東北大学は1月11日、直径桁nm領域でさまざまなアプリケーションの要求性能に応じてカスタマイズできる磁気トンネル接合(MTJ)素子を提案し、その材料・構造の設計指針を体系化したことを発表した。
同成果は、東北大 電気通信研究所の五十嵐純太学術研究員(研究当時)、同・大学 材料科学高等研究所の陣内佛霖助教(研究当時)、同・深見俊輔教授、同・大野英男教授(現・総長)らの共同研究チームによるもの。詳細は、英科学誌「Nature」系のスピントロニクスに関連する全般を扱う学術誌「npj Spintronics」に掲載された。
不揮発性メモリは、電源を切っても情報を保持できることから半導体集積回路の大幅な低消費電力化をもたらすとして車載、AI、IoTなどの用途で期待されており、現在、不揮発性メモリとしてスピントロニクスに基づく「スピン移行トルク磁気抵抗メモリ」(STT-MRAM)の製品化が進んでいる。
同メモリにおいては、データの記憶を担う磁気トンネル接合(MTJ)素子の記憶層として、コバルト鉄ホウ素(CoFeB)層が酸化マグネシウム(MgO)層で挟まれた構造が用いられている。なお、素子のデータ保持特性は垂直磁気異方性と素子サイズに依存しており、この構造にて1Xnm世代の車載向け半導体集積回路で要求されるデータ保持特性が満たされているという。
しかし、さらに微細化が進んだ将来のX(1桁)nm・オングストローム(Å)世代の半導体集積回路で用いられるサイズのMTJ素子では、現行技術で車載、AI、IoTなどの要求性能を満たすことが困難であり、新たなブレイクスルーが求められていた。
それに対し研究チームは、数々の研究成果を発表しXnm・Å世代のMTJ素子の高性能動作への道筋をつけてきており今回、現在主流となっているCoFeB/MgO材料系を変えることなく、直径XnmのMTJ素子を幅広い用途で要求される性能に応じてカスタマイズする材料・構造技術を詳しく調べることにしたという。
今回の研究で提案された構造は、CoFeB/MgOからなる積層磁性層構造のCoFeB層の膜厚とMgO挿入層の数(積層回数)を変化させることで、界面異方性と形状異方性を独立に制御できることが特徴。CoFeB層膜厚を直径に対して厚くして形状磁気異方性が支配的に作用するように設計された構造は、高温でのデータ保持特性に優れる一方、CoFeB層を薄くしつつ積層回数を増やし、界面磁気異方性が支配的に作用するように設計された構造は、高速書き込み性に優れるという。
研究で作製されたMTJ素子でのデータ保持特性および書き込み特性の評価結果によると、形状磁気異方性が支配的な構造ほどデータ保持特性の温度依存性を特徴づけるスケーリング指数が小さくなることが判明し、直径7.6nmの素子が作製され実際に150℃での十分に高いデータ保持特性が確認されたという。
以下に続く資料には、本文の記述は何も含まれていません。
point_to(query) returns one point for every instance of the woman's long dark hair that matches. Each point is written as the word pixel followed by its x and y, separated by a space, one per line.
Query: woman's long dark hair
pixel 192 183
一方、書き込み速度は「緩和時間」で特徴づけられ短いほど高速での書き込みが可能であるが、界面磁気異方性が支配的な構造ほど短い緩和時間が得られており、実際に作製された直径4.5nmの素子において比較的高いデータ保持特性を示しながら、1V以下、10nsの電圧パルスでデータ書き換えを行えることが確認されたする。また、材料・構造を変えることにより、1V以下、1nsの電圧パルスでのデータ書き換えも実現可能であることが計算により予測されたとする。
今回の研究により、極微細MTJ素子において所望な特性を得るための材料・構造技術とその物理的理解が形成され、今後STT-MRAMが幅広いアプリケーションに展開されるための基盤的理解が構築されたという。また、今回開発された積層磁性層構造は、現在主流のCoFeB/MgO材料で実現できるため、大手半導体デバイスメーカーの既存設備で製造可能。そのため今回の研究で得られた成果は、幅広いアプリケーションでの将来の極微細世代半導体集積回路に向けたSTT-MRAM開発を加速することが期待されるとしている。